Alguns se insurgiram e se opuseram à pretensão, afirmando que essa providência
violava o direito das pessoas à privacidade. Claus Roxin escreveu um artigo em
que, em resumo, afirma que quem sai a público pode ser visto – e pelo maior
número de pessoas. Esse pensamento é semelhante ao de Hanna Arendt: para esta
filósofa, “o termo ‘público’ denota dois fenômenos intimamente correlatos, mas
não perfeitamente idênticos. Significa, em primeiro lugar, que tudo o que vem a
público pode ser visto e ouvido por todos e tem a maior divulgação possível”
(“A condição humana, página 59).
Quando
se escreve uma biografia, a escolha recai sobre pessoas que tiveram uma intensa
vida pública – ou seja, que foram vistas e ouvidas por um número imenso de
pessoas. Aliás, muitos biografados gostaram muito de ser pessoas públicas,
assediadas – no bom sentido – por centenas, quiçá milhares de fãs.

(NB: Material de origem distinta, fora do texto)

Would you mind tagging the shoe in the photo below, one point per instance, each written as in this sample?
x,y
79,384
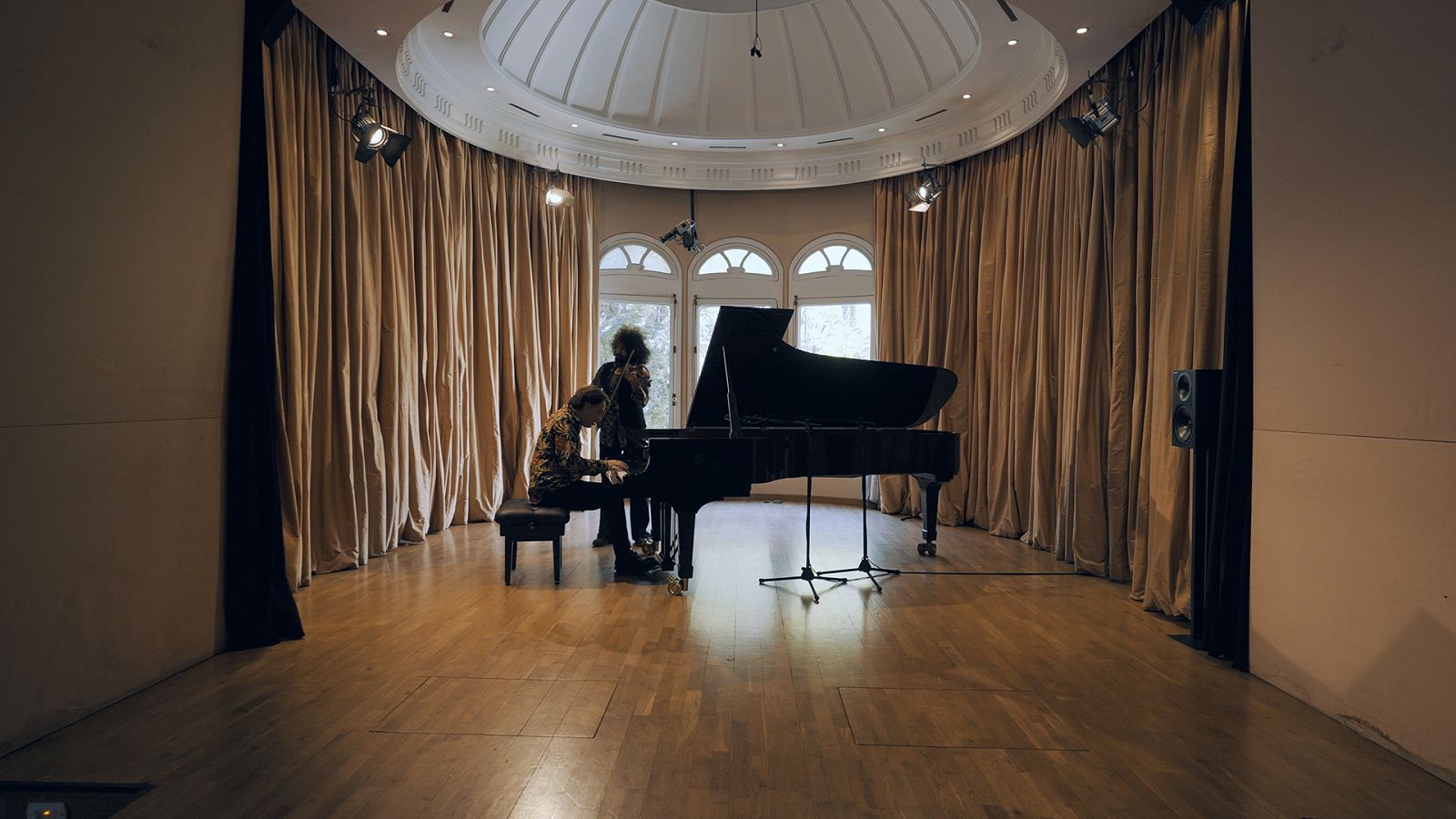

Gostaram
também de receber dinheiro cujo ganho era proporcionado justamente pelo fato de
ser pessoa pública.
Todas
as pessoas “públicas”, seja em que ramo de atividade atuaram, ajudaram de
alguma forma na construção da história e devem ter as suas vidas esmiuçadas
para que todos conheçam todas as ocorrências que viveram. É o caso de alguns dos compositores e cantores que participam da associação. Escreveram belas canções durante a ditadura, um deles com pseudônimo para burlar a censura (sim, as músicas eram submetidas a censura prévia), participaram de movimentos musicais e de festivais; um deles exilou-se na Inglaterra. Auxiliaram na construção histórica do país. São pessoas públicas, portanto.
É
dispensável a autorização para que seja escrita uma biografia: caso ela seja
ofensiva à pessoa ou à sua memória, há os meios legais e jurídicos para que o
autor responda a título de danos morais. Não se pode proibir “a priori” uma
obra de ser publicada porque ela fala da vida de uma pessoa pública. Já li biografias de pessoas cuja vida vale a pena conhecer: Jobs, sobre o criador da Apple, escrita por Walter Isaacson (que escreveu também sobre Thomas Jefferson e Einstein); A estrela solitária, sobre Garrincha (escrita por Ruy Castro); Chatô, o rei do Brasil (escrita por Fernando Morais) e outras. A sobre Garrincha teve uma longa disputa judicial entre a editora e os herdeiros do "Mané".
A
meu ver, os participantes da Associação Procure Saber, excetuando-se Paula
Lavigne, deveriam, quando muito, ter publicado um songbook, como já têm Chico
Buarque e Gilberto Gil. De minha parte, não tenho o menor interesse em saber
detalhes da vida deles, menos ainda da vida de Paula Lavigne. Eles ficarão
melhor em reportagens de CARAS, Contigo e outras do gênero.